The DIY Wreath – Made of Seed Pods.

This wreath is made from bundles of seed pods – from kale. It’s the most brilliant way ever to dry seeds for seed saving and sharing.

I know. I was a bit stunned too. It’s not just me, right? I mean this is amazing. Since it’s also lavender season I threw some sprigs in the wreath but it doesn’t need it. All on its own it looks as good as any other wreath I’ve seen. I’m talking to you Magnolia leaves and pine boughs.

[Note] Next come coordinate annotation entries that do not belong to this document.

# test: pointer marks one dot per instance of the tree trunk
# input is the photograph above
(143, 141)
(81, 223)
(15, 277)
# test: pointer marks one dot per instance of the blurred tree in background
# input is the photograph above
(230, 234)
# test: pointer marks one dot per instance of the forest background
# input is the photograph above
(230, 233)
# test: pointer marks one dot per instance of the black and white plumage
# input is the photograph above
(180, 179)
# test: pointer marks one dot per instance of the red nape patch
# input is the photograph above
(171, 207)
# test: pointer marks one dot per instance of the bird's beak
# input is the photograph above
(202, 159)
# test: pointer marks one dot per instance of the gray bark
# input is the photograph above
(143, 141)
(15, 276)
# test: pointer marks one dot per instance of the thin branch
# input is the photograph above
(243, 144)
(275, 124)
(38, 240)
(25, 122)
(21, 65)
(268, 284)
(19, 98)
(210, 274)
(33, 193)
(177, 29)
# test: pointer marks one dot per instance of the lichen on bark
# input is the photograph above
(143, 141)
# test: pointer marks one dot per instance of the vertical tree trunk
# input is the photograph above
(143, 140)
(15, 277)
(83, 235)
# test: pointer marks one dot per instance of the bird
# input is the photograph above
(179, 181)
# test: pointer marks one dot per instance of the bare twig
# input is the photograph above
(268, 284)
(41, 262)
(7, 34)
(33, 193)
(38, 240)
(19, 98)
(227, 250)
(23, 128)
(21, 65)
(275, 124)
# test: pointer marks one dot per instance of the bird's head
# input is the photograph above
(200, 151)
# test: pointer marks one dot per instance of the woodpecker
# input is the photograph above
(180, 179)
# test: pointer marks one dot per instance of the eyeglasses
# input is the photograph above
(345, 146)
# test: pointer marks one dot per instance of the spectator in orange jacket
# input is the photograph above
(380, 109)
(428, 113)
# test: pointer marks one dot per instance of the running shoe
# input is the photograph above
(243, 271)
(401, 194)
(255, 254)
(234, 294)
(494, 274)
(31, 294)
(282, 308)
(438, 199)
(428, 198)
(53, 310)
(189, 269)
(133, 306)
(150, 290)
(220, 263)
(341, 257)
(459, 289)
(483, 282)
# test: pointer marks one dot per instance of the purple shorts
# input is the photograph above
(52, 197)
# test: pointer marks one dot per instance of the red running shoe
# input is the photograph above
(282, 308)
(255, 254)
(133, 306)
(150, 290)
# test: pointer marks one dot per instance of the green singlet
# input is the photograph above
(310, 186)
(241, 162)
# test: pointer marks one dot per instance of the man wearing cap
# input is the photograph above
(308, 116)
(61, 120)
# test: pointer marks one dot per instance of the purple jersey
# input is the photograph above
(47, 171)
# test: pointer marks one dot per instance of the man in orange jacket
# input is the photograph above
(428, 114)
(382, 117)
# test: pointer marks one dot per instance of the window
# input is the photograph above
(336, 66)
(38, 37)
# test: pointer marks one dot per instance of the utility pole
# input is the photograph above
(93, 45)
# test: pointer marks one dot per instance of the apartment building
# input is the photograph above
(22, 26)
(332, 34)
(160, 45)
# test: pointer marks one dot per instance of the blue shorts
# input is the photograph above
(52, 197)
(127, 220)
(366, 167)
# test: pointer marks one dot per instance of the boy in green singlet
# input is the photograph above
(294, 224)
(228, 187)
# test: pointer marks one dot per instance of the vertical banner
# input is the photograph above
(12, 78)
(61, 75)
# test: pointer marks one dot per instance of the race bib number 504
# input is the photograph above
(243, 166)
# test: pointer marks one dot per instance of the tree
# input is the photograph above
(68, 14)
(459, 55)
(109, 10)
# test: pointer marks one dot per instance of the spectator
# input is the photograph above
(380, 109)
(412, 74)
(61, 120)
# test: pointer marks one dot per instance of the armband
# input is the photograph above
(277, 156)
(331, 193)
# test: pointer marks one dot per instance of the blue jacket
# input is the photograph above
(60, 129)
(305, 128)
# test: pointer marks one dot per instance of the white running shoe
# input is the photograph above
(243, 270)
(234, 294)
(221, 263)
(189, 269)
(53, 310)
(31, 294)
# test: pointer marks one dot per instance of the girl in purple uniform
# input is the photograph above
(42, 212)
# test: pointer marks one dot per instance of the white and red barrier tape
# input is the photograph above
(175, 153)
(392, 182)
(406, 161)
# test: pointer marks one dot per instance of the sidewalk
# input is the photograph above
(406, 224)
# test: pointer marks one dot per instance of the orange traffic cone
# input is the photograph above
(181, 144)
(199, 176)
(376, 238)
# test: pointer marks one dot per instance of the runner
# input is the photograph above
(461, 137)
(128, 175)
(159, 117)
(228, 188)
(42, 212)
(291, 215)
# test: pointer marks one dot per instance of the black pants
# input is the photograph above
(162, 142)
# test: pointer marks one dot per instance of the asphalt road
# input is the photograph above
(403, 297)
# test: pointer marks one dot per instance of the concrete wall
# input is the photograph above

How to Make a DIY Wreath With Seed Pods

  1. LET your kale go to seed. That means this fall, don’t dig it up, don’t cut it off, just leave it in the garden. Next spring it will start to send up flower shoots which will turn to seed pods.
  2. Cut branches of seed pods into about 7″ lengths and bundle them together.
  3. A large wreath will take around 12 bundles.
  4. If you have a flat wire wreath form, the bundles will need to be wired together and then wired onto the frame. If you have a wire frame with wires for clamping attached (like I did) just lay each bundle on the wreath form and clamp the wires down.
  5. Done.


  • Don’t make your bundles too long and flowing or the wreath will be limp and floppy when you hang it. And not in a good way.
  • Remember this wreath is going to dry out while the seeds mature. Because of that you might need to retighten the wire clamps as the seed pods lose moisture and shrink. ALSO because this is a wreath filled with seeds put it somewhere you don’t mind seeds falling out.
  • When the entire wreath is dry you can harvest the seeds, cut off the pods to give away or just leave it. But be warned seed pods like this usually (quite literally) explode with seeds. This violent expelling of seeds is nature’s way of making sure it reproduces.

This was my kale last fall flanking my sidewalk. I’ll give you a minute …

O.K., now that I can assume you’ve pushed your eyeballs back into your sockets I can continue.

Your next question is going to be HOLY SHIT WHAT KIND OF KALE IS THAT???

It’s Black Lacinato Kale – variety Black Magic.

Below was my kale this spring when it had formed its seed pods. It’s barely even recognizable as kale because it’s COVERED with stems of seed pods.

When I noticed the stems were *just* starting to dry out – a sign the seeds are ready to start maturing I pulled the kale out and used a couple of seed pod stems in flower arrangements.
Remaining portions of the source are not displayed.